DANZA IN FIERA


Danza in fiera 2020. Ye Ran. Danza in fiera 2020. Ye Ran.

La kermesse coreutica, Danza in Fiera, compie quindici anni sempre alla Fortezza da Basso di Firenze. Quattro giorni (dal 20 al 23 febbraio) per mettere in mostra tutto quanto fa danza, dalle lezioni gratuite a quelle per professionisti, dalle audizioni per teatro e tv agli incontri con la danza internazionale. In occasione del 50° anniversario delle relazioni diplomatiche tra Italia e Cina, la manifestazione ospiterà Ye Ran, celebre artista e insegnante di danza cinese tradizionale, quella che si ispira ai dipinti del periodo Tang (618-907). E’ una danza complessa e raffinata, perfetta per le corti cinesi che si trovavano sulla via della seta. Con il coreografo Gustavo Oliveira, Ye Ran, creerà una coreografia che fonderà la danza cinese e quella contemporanea occidentale. La composizione sarà presentata dalla compagnia Opus Ballet il 21 febbraio e sarà preceduta da una conferenza. Ci sarò spazio anche per una giornata dedicata al Tango con performance e lezioni aperte a tutti secondo il progetto T21 (Trisoma 21) dedicato anche ai ragazzi con la sindrome down.

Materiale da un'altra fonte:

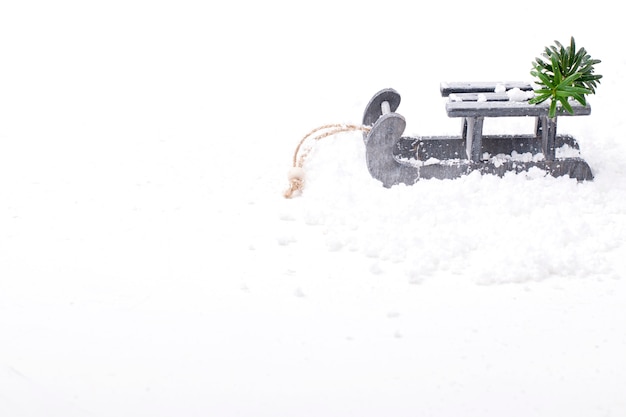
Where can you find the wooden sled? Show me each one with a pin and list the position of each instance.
(394, 159)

In Fiera arriverà, per la prima volta, l’amato e divertente stile Bollywood, sarà all’interno di una interessante offerta di danza indiana. Tutte opportunità nella rassegna dove Make in possible sarà per tutti l’imperativo.

Aurora Marsotto


TEATRO ALLA SCALA


Teatro alla Scala di Milano. Kammerballett - Chiara Fiandra Gioacchino Starace. Foto Brescia e Amisano. Teatro alla Scala di Milano. Kammerballett – Chiara Fiandra Gioacchino Starace. Foto Brescia e Amisano.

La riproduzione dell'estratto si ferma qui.